Methods: The Juvenile Arthritis Foot Disability Index (JAFI), Child Health Assessment Questionnaire (CHAQ), and pain visual analogue scale (VAS) were recorded in 30 consecutive established JIA patients attending routine outpatient clinics. Foot deformity score, active/limited joint counts, walking speed, double-support time (s) (DS) and step length symmetry index % (SI) were also measured.

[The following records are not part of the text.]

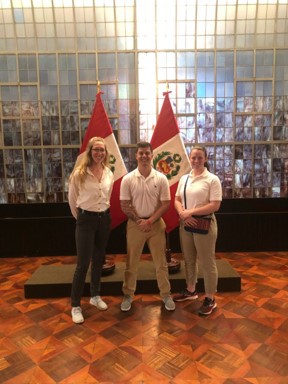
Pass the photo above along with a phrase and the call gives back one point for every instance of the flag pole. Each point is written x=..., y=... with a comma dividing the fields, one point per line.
x=173, y=264
x=108, y=266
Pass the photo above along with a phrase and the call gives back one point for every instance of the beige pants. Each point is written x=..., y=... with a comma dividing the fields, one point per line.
x=156, y=241
x=200, y=248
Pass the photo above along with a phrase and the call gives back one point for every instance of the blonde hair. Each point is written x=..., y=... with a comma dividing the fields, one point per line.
x=87, y=159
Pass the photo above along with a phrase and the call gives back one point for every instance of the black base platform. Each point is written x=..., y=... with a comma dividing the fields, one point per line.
x=55, y=280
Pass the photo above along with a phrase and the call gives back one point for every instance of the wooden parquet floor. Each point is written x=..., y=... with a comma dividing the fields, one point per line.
x=244, y=341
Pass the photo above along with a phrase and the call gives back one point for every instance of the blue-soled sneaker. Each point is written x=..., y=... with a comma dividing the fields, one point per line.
x=99, y=303
x=169, y=303
x=77, y=316
x=126, y=303
x=207, y=307
x=185, y=295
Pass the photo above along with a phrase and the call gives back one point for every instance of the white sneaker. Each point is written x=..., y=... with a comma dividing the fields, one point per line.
x=169, y=303
x=99, y=303
x=77, y=316
x=126, y=303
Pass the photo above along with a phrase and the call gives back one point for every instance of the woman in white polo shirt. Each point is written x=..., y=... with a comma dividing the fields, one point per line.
x=199, y=193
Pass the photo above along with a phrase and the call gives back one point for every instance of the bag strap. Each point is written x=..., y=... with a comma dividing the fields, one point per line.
x=185, y=202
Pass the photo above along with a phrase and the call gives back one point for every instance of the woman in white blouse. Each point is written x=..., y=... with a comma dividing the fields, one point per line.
x=90, y=188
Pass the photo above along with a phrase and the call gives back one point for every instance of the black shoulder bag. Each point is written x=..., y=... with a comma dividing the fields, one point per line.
x=203, y=222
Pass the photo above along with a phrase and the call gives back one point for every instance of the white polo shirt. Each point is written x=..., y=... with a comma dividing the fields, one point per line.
x=145, y=193
x=200, y=190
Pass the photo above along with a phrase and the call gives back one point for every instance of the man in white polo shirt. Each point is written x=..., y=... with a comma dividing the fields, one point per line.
x=144, y=198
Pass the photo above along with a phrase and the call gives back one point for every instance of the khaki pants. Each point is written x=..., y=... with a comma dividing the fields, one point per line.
x=200, y=248
x=156, y=241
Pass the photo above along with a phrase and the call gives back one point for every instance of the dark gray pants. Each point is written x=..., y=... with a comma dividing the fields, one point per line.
x=92, y=234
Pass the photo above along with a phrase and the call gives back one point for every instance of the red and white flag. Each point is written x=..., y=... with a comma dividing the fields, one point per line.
x=169, y=155
x=99, y=125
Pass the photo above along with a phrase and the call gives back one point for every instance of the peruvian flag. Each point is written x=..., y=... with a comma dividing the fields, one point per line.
x=99, y=125
x=169, y=155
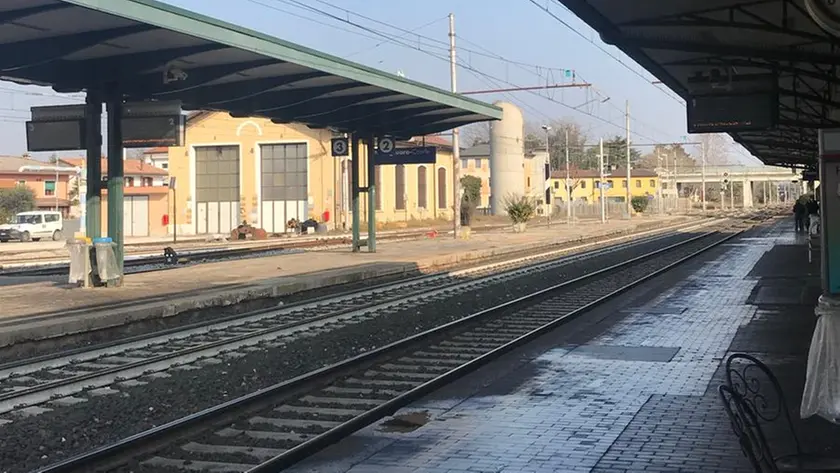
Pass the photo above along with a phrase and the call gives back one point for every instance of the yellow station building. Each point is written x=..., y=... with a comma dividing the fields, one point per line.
x=643, y=182
x=251, y=169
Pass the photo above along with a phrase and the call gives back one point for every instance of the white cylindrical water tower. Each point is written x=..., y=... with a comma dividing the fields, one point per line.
x=507, y=157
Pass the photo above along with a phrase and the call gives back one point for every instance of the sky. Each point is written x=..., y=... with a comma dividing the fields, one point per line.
x=500, y=44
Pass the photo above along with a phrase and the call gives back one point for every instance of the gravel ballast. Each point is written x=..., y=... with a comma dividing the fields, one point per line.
x=30, y=443
x=87, y=340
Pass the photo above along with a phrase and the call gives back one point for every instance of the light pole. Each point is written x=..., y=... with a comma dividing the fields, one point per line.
x=548, y=203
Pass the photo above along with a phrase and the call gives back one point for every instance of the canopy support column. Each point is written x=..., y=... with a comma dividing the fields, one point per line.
x=93, y=165
x=355, y=190
x=115, y=176
x=371, y=162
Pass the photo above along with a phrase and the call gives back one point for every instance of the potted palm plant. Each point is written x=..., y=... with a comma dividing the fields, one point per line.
x=520, y=209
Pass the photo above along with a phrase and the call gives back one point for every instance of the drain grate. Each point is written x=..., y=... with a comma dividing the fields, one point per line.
x=616, y=352
x=662, y=310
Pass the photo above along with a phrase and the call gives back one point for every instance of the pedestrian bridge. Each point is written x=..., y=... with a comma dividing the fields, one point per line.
x=736, y=174
x=742, y=177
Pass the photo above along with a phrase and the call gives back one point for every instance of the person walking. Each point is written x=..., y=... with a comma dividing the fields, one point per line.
x=813, y=209
x=800, y=211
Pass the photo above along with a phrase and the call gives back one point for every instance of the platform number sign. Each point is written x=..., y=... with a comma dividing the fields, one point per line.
x=340, y=146
x=386, y=145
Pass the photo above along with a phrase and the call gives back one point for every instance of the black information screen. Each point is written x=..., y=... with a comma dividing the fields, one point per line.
x=65, y=135
x=150, y=132
x=732, y=113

Foot-care provision in the preceding 12 months was determined from medical records.

Results: Sixty-three per cent of children reported some foot impairment, with a median (range) JAFI subscale score of 1 (0-3); 53% reported foot-related activity limitation, with a JAFI subscale score of 1 (0-4); and 60% reported participation restriction, with a JAFI subscale score of 1 (0-3). Other reported variables were CHAQ 0.38 (0-2), VAS pain 22 (0-79), foot deformity 6 (0-20), active joints 0 (0-7), limited joints 0 (0-31), walking speed 1.09 m/s (0.84-1.38 m/s), DS 0.22 s (0.08-0.26 s) and SI ±4.0% (±0.2-±31.0%). A total of 23/30 medical records were reviewed and 15/23 children had received DMARDS, 8/23 biologic agents and 20/23 multiple intra-articular corticosteroid injections. Ten children received specialist podiatry care comprising footwear advice, orthotic therapy and silicone digital splints together with intrinsic muscle strengthening exercises.

Conclusion: Despite frequent use of DMARD/biologic therapy and specialist podiatry-led foot care, foot-related impairment and disability persists in some children with JIA.